I have the dissociative subtype of PTSD (a.k.a. PTSD with Dissociative Features), which means that my dissociative symptoms are more clinically significant than is typical of Post-Traumatic Stress. Like many folks with PTSD, I relive the strong emotions and physical pain tied to certain events when triggered, but my severe dissociation adds another layer of complication.

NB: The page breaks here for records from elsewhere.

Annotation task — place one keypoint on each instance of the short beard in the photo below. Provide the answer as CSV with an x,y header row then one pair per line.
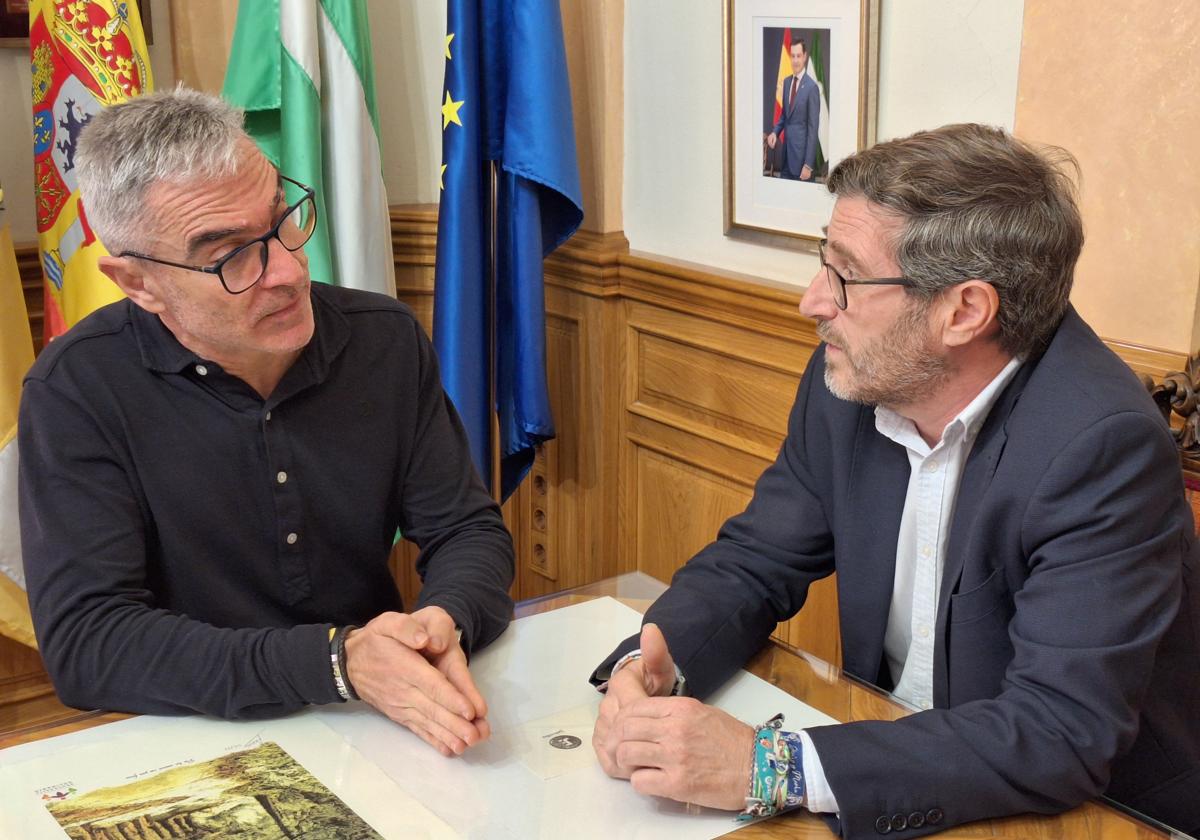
x,y
897,369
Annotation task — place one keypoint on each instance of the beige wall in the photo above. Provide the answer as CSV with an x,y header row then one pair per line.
x,y
17,126
1117,85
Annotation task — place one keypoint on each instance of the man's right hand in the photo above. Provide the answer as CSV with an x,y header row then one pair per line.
x,y
652,676
388,669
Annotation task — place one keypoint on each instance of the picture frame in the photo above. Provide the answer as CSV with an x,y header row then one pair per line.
x,y
15,23
805,65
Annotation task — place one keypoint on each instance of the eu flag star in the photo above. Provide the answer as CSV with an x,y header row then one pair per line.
x,y
450,112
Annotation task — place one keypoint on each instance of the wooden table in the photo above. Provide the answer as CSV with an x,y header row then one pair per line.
x,y
801,675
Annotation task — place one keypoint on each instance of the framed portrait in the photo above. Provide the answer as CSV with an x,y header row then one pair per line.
x,y
801,94
15,22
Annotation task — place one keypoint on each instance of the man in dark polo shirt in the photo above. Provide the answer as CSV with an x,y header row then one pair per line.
x,y
213,471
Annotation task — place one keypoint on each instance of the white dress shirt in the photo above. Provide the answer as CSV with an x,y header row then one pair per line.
x,y
935,473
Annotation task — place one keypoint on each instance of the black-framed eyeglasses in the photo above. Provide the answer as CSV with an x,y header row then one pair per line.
x,y
245,265
838,283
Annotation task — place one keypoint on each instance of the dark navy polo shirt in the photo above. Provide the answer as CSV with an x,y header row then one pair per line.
x,y
189,545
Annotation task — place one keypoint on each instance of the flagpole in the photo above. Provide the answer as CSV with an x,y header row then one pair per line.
x,y
493,443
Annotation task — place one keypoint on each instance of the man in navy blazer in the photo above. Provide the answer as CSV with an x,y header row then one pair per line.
x,y
1003,508
798,120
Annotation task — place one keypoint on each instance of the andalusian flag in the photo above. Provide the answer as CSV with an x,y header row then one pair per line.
x,y
815,71
85,55
303,72
16,357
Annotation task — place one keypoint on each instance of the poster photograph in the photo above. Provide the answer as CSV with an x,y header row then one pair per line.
x,y
202,778
801,94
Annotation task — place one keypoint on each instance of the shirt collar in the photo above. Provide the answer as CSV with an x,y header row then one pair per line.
x,y
966,424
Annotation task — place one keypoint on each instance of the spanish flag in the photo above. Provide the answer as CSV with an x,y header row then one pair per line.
x,y
84,55
16,357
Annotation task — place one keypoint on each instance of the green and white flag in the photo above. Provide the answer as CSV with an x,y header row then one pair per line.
x,y
815,72
303,72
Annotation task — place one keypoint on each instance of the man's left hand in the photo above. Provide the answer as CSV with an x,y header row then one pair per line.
x,y
444,653
685,750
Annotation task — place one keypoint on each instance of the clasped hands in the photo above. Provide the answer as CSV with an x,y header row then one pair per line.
x,y
670,747
411,667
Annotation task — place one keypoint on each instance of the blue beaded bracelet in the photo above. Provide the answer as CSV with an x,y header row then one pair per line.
x,y
777,777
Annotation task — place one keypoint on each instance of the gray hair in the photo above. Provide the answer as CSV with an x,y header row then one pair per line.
x,y
172,136
977,203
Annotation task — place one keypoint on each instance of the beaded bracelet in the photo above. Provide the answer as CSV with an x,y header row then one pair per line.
x,y
337,660
777,773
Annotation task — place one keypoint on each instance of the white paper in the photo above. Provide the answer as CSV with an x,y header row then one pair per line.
x,y
537,672
535,681
556,744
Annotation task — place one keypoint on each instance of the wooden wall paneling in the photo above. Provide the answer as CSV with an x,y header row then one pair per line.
x,y
708,405
569,521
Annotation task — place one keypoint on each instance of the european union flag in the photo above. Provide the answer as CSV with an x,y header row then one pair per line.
x,y
507,100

When I start to have a flashback, my body and my brain shut down. I experience intense depersonalization and derealization, which cause me to feel completely detached from my body, my thoughts, and my environment to the point that I’m often rendered unable to speak or move. In moments like this, it’s not merely that I don’t want to talk; it’s that I physically can’t. It’s like I’m under a gag order wherein any amount of communication is too much, and I’m forced into silence and immobility as a psychological code adjusts the settings of my brain against my will.

In other words: once I hit this level of dissociation, the malware is already running.

And this is where the complications arise — because just being dissociated is one thing; being dissociated and trapped in that dissociation via an internal manifestation of my trauma is another beast entirely.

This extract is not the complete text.